The judge has been asked to throw out the case previously because it should have been a federal case, not a state case, and so should be outside the scope of the NY Attorney General, and that idea was rejected and what happened this week is that Charter failed to convince the court that its claims and broadband performance were the same as everyone else’s.
It doesn’t make it any less worrying that it was the old weak management of Time Warner Cable, that “ripped off” New York customers, and that the new management plans to fix things, since the first thing the new management did was move people onto a unified product that cost more, exacerbating the problem. This whole problem dates back to 2012, and had Charter come clean and worked on fixing the problem, a fine may have been avoided.
Now a court will later contemplate how much money Charter should return to all of these 640,000 clients in rentals of devices and service payments going back to 2012. We suspect it could be as much as half the money paid out if Charter loses.
If the issue of Time Warner Cable throttling Netflix is further proved, punitive damages would make this case very expensive for Charter and it will take a long look at its agreements to purchase the company and see what provisions are contained in them to claw back some of the $48.5 billion it paid for the business.

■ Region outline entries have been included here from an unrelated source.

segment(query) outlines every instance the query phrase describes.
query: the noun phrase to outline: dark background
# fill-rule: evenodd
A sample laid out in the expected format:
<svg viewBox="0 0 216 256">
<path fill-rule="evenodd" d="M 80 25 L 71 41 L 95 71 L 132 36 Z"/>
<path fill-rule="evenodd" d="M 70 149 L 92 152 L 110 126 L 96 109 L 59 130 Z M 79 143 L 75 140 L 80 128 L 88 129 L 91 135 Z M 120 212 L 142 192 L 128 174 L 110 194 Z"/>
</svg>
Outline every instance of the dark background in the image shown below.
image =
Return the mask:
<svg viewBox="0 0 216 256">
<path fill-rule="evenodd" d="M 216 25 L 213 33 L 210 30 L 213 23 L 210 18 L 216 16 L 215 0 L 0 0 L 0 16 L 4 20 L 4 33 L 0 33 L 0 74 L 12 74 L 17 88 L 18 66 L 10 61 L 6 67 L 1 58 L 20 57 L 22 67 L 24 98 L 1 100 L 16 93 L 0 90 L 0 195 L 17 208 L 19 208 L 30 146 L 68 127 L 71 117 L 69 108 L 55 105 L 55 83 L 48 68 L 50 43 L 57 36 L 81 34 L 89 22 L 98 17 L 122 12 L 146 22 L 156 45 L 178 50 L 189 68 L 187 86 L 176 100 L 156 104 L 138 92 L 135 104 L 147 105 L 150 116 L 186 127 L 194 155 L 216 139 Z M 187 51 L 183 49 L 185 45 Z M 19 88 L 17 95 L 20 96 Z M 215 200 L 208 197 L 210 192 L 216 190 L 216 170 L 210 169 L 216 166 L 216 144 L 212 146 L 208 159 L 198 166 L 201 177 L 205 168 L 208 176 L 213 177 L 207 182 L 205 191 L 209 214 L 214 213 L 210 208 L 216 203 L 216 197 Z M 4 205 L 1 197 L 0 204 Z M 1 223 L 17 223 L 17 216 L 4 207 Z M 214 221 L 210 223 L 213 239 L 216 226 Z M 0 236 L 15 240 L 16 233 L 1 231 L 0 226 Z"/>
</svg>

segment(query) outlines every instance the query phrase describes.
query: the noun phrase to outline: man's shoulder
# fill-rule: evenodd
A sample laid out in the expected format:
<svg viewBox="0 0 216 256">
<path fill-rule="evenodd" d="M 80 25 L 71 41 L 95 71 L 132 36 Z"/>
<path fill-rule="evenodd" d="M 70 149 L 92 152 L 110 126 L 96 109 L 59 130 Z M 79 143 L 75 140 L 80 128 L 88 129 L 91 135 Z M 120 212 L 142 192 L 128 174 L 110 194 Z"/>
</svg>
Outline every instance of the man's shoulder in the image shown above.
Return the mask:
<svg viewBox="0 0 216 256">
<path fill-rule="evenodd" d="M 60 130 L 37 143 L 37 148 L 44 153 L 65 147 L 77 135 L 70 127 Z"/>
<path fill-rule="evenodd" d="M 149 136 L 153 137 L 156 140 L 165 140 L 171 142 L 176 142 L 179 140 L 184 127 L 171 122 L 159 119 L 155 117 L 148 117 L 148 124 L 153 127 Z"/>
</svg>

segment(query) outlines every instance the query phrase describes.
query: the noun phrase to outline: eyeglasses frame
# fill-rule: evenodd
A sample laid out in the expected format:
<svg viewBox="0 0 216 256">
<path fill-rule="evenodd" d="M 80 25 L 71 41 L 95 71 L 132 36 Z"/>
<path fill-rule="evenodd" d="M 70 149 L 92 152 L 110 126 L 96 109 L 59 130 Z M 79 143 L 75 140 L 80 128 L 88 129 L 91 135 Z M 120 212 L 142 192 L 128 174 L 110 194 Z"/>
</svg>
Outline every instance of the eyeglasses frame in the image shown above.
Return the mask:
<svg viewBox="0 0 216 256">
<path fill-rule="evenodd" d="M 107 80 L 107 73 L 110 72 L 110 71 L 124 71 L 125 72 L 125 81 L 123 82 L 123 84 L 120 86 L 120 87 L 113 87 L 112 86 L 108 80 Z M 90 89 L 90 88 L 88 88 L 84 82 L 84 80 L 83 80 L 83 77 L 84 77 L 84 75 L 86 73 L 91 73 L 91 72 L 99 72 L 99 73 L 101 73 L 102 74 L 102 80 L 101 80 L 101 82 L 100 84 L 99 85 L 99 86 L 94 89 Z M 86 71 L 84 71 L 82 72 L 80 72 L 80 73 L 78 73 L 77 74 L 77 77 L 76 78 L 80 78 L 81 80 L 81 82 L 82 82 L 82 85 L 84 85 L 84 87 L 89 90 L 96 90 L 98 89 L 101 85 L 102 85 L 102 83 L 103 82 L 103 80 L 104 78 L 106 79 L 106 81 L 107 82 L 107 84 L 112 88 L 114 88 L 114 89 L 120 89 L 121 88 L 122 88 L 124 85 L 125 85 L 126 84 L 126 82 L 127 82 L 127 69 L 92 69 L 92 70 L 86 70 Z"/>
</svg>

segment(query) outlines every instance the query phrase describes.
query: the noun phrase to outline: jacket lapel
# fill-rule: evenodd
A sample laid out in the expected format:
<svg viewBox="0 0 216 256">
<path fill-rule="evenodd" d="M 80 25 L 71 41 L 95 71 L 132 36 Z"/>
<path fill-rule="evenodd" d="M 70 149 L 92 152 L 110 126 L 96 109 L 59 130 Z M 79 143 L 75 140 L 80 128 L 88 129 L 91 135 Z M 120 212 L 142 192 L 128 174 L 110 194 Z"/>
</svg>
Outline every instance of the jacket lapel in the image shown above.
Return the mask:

The claim is that clients had trouble accessing Facebook, Google, YouTube and Netflix. A broadband line that has trouble with all of these services is now worth the name “broadband.” But one other area that may prove really contentious in all of this may be the quality of the WiFi chip used inside the older modems. This could have been 802.11n or worse, 802.11g which ran at a measly 54 Mbps in congested 2.4 Ghz spectrum. If that’s the case, the performance is likely to be way lower than 30% of the advertised rate.
This shows how important recent contracts (we cover one in the issue this week with Deutsche Telekom) are for super high speed WiFi, which also has multiple Access Points, and dynamic band and client steering, as well as insights into how it’s performing that can be seen from the help desk on cloud apps.
Charter’s last quarter shows that it spent almost $700 million more on capex than previous chasing the problem and it may have to continue to spend at that level for the coming year, including improvements to its basic in-home WiFi, in order to put it past this problem, and begin to build its reputation among TWC customers, once again.